La jeune femme s’abritait de la pluie en tenant la gabardine à bout de bras et remontait d’un
pas rapide et fluide le sentier.

Le dimanche d’après, Duc se préparait pour sa sortie. Impeccable dans son uniforme il souriait à la perspective de revoir la jeune fille rencontrée sur la route. Ses sorties dominicales consistaient à aller se promener en centre ville qui était minuscule : une grande place d’où partaient trois rues en pente, le grand marché à plusieurs niveaux , puis à aller jouer au billard, à manger du Pho ou du Hu tiêu , à traîner dans les cafés écouter la musique. Le soleil était radieux . Il retrouva sans peine l’adresse de la jeune fille. En haut du sentier caillouteux qui s’élargissait il y avait un petit chalet plutôt coquet. Un monsieur aux tempes grisonnantes était assis sur les marches du perron en train de fumer. Duc lui expliqua le but de sa visite.

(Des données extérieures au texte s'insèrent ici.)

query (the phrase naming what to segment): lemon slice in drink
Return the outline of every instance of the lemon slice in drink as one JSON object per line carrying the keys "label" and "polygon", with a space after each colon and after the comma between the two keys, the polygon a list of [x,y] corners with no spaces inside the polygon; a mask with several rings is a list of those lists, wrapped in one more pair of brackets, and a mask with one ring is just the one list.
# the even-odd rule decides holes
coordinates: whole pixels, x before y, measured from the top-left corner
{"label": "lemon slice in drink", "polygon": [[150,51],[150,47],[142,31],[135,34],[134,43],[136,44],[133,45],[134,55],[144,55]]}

-Je crois que vous vous êtes trompé d’adresse, il n’y a pas de jeune fille ici, nous vivons seuls ma femme et moi, d’ailleurs la voilà, vous n’avez qu’à lui décrire la personne, elle connaît tout le monde par ici.

Duc essaya de décrire la jeune fille sans grande conviction, ne l’ayant point bien vue.

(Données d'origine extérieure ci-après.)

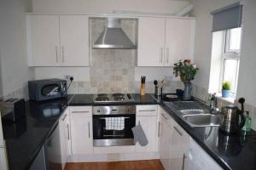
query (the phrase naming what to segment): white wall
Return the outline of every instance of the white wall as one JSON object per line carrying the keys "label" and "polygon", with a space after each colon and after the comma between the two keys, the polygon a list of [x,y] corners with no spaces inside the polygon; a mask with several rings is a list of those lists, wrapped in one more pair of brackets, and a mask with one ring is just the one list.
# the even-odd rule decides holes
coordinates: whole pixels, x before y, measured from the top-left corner
{"label": "white wall", "polygon": [[238,0],[191,0],[194,5],[193,16],[196,17],[195,63],[200,71],[194,82],[206,89],[209,87],[210,65],[212,54],[212,16],[210,13]]}
{"label": "white wall", "polygon": [[237,97],[256,107],[256,1],[245,0]]}
{"label": "white wall", "polygon": [[27,0],[0,2],[0,56],[3,94],[25,87],[33,77],[27,67],[25,11]]}
{"label": "white wall", "polygon": [[172,0],[32,0],[33,12],[112,13],[130,10],[172,14],[186,6],[188,1]]}

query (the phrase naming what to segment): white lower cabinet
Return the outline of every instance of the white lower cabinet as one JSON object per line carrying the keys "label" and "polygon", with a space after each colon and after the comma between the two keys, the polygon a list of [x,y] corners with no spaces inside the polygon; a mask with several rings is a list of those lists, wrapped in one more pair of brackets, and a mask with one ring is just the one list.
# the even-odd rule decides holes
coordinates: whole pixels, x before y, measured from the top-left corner
{"label": "white lower cabinet", "polygon": [[61,153],[62,169],[65,167],[67,157],[71,153],[69,108],[67,108],[59,120]]}
{"label": "white lower cabinet", "polygon": [[91,106],[70,107],[72,154],[92,154]]}
{"label": "white lower cabinet", "polygon": [[158,150],[158,105],[137,105],[136,124],[141,124],[148,144],[141,146],[136,144],[137,152],[156,152]]}
{"label": "white lower cabinet", "polygon": [[140,122],[148,141],[148,144],[145,146],[141,146],[137,143],[136,151],[157,151],[157,116],[137,116],[136,118],[137,124]]}
{"label": "white lower cabinet", "polygon": [[172,127],[168,125],[162,114],[160,115],[160,159],[165,169],[170,169],[170,150]]}
{"label": "white lower cabinet", "polygon": [[189,147],[189,136],[163,110],[160,117],[160,162],[165,170],[183,170]]}
{"label": "white lower cabinet", "polygon": [[173,121],[171,136],[170,170],[185,169],[189,147],[189,134]]}

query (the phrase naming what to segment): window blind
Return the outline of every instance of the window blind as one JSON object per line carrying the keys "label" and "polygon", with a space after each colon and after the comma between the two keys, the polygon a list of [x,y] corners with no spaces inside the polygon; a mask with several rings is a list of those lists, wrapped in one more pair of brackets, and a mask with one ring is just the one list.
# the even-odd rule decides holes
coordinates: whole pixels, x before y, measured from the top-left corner
{"label": "window blind", "polygon": [[242,5],[239,3],[214,10],[212,31],[218,31],[241,27],[242,16]]}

-Je ne sais pas, mais j’ai l’impression, monsieur, que vous parlez de notre fille. Mais elle est morte depuis 6 ans déjà d’une vilaine maladie. Tenez, entrez, je vais vous montrer sa photo.

Duc suivit le couple à l’intérieur du chalet. Il reconnut avec un réel malaise la jeune fille sur une photo encadrée qui se trouvait sur un autel.

-Venez dehors je vais vous montrer encore quelque chose, dit la dame.

Ils ressortirent tous les trois, contournèrent la maison en remontant la pente. En haut, ils redescendirent un peu l’autre versant, et au milieu des herbes folles il y avait une tombe avec ses quatre piliers en coin et ses petits murets. Il y avait des pins immenses qui bruissaient sous la brise. Un site d’une grande splendeur, par cette belle matinée ensoleillée. Mais Duc frissonna, il sentit le sang se retirer de son visage, il eut la chair de poule. Pétrifié il vit son imperméable étalé sur la tombe.